0 menit baca 0 %

Penyuluh Agama Islam Kec. Keritang Bimbing Catin Sebelum Akad Nikah

Ringkasan: Tembilahan (Inmas) Penyuluh Agama Islam Non PNS Kec. Keritang Murdiati melakukan tes baca Al Quran bagi sepasang calon pengantin (catin) yang akan melakukan pernikahan, bertempat diruang BP.4 KUA Kecamatan Keritang, Rabu (24/4/2024).Murdiati mengatakan bahwa setiap pasangan catin yang akan melaksana...

Tembilahan (Inmas) – Penyuluh Agama Islam Non PNS Kec. Keritang Murdiati melakukan tes baca Al Quran bagi sepasang calon pengantin (catin) yang akan melakukan pernikahan, bertempat diruang BP.4 KUA Kecamatan Keritang, Rabu (24/4/2024).

Murdiati mengatakan bahwa setiap pasangan catin yang akan melaksanakan pernikahan wajib untuk mengikuti bimbingan perkawinan (Binwin), salah satu materinya adalah test baca Al Quran dan pengetahuan dasar-dasar perkawinan yang harus dimiliki oleh pasangan pengantin sebagai bekal dasar menjalani kehidupan rumah tangga ulasnya.

“Fenomena akhir-akhir ini, banyak catin baik pria maupun wanita yang tidak mampu membaca Al – Qur’an dengan alasan bermacam-macam, ada yang mengatakan karena dulu konflik jadi tidak sempat belajar mengaji, sibuk bekerja untuk memenuhi kehidupan dan alasan-alasan lainnya. Fenomena ini sangat meresahkan jika dibiarkan begitu saja”, Kata Kepala  KUA Kec.
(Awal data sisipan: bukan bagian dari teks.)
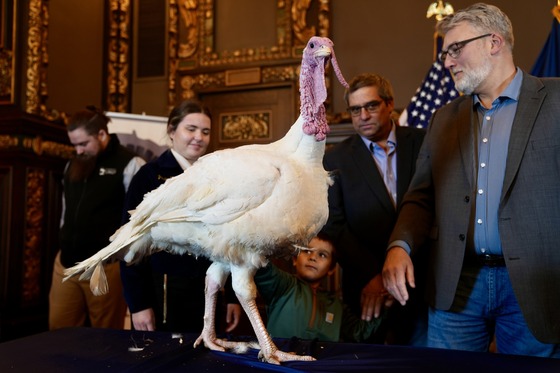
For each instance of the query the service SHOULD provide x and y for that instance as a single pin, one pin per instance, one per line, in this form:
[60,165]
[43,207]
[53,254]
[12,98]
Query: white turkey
[238,207]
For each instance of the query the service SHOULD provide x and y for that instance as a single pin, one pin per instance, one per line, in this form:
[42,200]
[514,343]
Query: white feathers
[238,207]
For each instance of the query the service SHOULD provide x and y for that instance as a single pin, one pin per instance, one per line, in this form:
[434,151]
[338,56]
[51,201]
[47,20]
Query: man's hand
[374,298]
[233,316]
[397,272]
[144,320]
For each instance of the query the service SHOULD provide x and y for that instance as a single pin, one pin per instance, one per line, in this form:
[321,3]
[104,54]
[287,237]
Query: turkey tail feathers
[98,282]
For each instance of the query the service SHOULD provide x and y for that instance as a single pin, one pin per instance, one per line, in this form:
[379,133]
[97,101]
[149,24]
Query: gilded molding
[189,16]
[6,75]
[118,64]
[302,31]
[204,68]
[173,35]
[246,126]
[36,145]
[208,57]
[36,46]
[38,61]
[34,216]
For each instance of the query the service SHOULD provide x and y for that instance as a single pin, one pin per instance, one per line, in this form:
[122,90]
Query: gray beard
[472,80]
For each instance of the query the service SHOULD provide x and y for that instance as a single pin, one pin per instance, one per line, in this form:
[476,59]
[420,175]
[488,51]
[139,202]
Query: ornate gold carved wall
[197,65]
[118,61]
[7,51]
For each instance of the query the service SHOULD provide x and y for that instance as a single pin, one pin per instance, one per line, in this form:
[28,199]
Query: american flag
[436,90]
[548,62]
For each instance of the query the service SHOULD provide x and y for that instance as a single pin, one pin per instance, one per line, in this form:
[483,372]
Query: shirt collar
[391,140]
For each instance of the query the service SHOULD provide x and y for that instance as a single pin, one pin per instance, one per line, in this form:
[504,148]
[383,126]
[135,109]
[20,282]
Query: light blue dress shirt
[494,131]
[386,162]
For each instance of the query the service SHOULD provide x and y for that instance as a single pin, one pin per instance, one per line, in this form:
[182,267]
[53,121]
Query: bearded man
[95,183]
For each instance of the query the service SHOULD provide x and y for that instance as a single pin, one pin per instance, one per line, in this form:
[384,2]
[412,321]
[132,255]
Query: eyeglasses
[371,108]
[455,49]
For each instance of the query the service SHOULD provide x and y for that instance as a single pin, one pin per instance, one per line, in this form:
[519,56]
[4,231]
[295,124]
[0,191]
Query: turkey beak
[324,52]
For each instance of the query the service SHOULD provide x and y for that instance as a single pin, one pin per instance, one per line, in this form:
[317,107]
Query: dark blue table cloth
[103,350]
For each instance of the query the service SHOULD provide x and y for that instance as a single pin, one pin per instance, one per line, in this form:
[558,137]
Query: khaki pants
[71,302]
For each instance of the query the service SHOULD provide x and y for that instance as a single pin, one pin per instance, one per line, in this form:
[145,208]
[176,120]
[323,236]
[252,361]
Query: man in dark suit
[486,196]
[373,169]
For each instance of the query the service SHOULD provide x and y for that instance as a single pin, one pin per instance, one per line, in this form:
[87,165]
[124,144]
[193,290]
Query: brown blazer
[529,212]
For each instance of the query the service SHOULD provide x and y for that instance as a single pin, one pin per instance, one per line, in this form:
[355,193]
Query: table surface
[99,350]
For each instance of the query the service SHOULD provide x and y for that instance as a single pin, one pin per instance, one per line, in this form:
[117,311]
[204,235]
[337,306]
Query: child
[297,307]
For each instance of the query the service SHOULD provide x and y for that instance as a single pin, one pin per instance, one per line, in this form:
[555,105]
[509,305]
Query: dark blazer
[437,208]
[361,214]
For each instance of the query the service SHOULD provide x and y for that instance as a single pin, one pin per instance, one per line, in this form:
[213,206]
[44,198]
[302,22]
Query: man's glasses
[371,108]
[455,49]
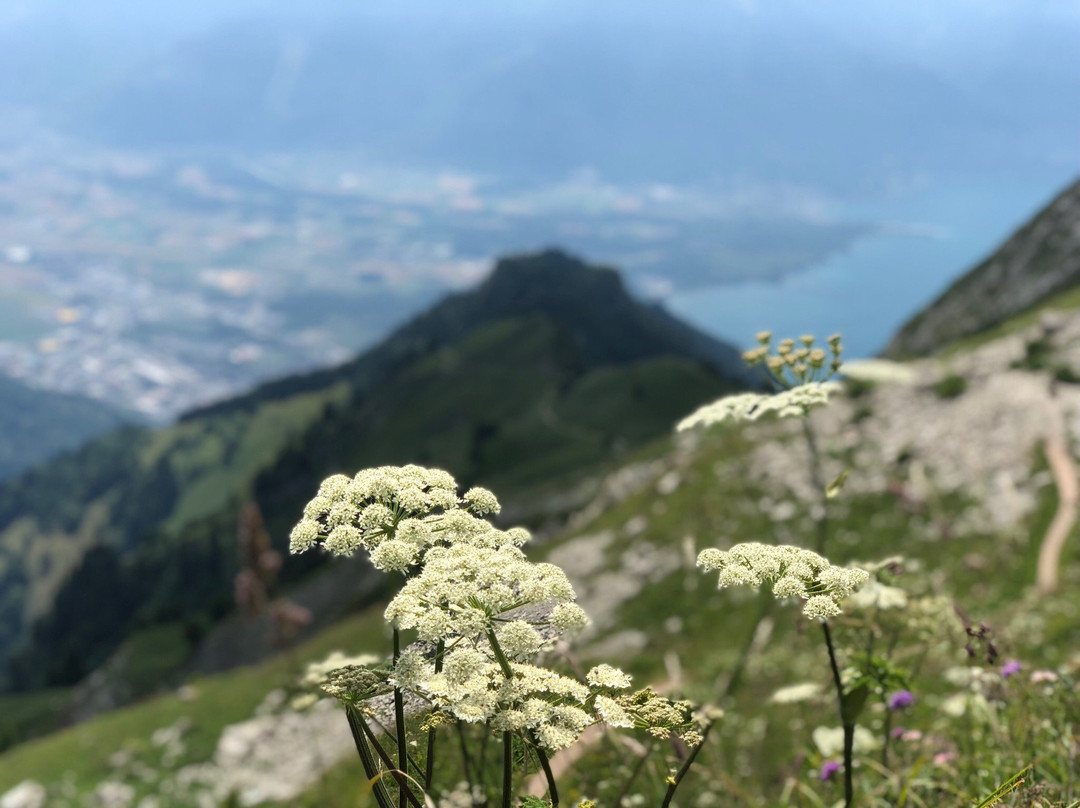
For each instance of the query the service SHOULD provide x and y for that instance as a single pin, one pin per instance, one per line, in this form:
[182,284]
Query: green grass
[1068,300]
[219,700]
[716,502]
[26,715]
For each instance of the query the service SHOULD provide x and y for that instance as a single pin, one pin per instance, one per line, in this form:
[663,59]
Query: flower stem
[685,767]
[429,764]
[497,649]
[849,728]
[370,768]
[401,777]
[508,764]
[400,721]
[552,791]
[818,479]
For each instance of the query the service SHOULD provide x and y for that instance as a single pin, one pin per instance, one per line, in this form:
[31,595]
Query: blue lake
[925,242]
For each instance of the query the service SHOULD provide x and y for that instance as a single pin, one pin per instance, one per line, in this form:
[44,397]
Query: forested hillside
[548,369]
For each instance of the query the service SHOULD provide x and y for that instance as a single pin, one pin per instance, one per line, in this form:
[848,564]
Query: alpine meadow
[539,404]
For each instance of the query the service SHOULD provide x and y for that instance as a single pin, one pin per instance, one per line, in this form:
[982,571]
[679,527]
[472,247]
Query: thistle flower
[793,571]
[901,699]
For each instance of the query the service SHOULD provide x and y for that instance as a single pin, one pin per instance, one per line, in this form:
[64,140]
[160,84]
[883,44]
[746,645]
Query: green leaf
[1007,788]
[834,488]
[853,701]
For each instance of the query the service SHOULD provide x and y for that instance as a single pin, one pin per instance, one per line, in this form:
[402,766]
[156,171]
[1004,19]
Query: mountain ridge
[513,286]
[502,385]
[1037,261]
[35,423]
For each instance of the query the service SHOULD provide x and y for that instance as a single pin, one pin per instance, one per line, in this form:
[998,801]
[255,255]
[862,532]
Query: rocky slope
[947,473]
[1040,259]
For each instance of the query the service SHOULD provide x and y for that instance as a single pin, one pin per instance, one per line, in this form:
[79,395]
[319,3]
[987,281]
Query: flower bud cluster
[796,362]
[794,403]
[793,571]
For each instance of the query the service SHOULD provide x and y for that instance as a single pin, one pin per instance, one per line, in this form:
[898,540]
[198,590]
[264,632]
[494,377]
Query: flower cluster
[793,571]
[800,375]
[661,717]
[794,403]
[796,362]
[396,514]
[482,611]
[551,709]
[467,590]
Keritang Drs H Alimuddin.

Didepan Catin Alimuddin menjelaskan “Mampu membaca Al-Qur’an  memang bukan bagian dari rukun atau syarat sahnya nikah, akan tetapi Al-Qur’an  adalah pedoman hidup umat Islam, sungguh sangat tidak pantas untuk diabaikan hanya karena alasan konflik dan sibuk bekerja”, Ujarnya.

Beliau juga menambahkan “Kewajiban  bisa membaca Al-Qur’an  bukan semata-mata karena hendak menikah, akan tetapi sebagai seorang muslim/muslimah sudah seharusnya mampu membaca Al -Qur’an  dengan baik dan benar, minimal di dalam shalat, yaitu surat Al-Fatihah yang wajib dibaca pada saat melaksanakan ibadah shalat lima waktu”.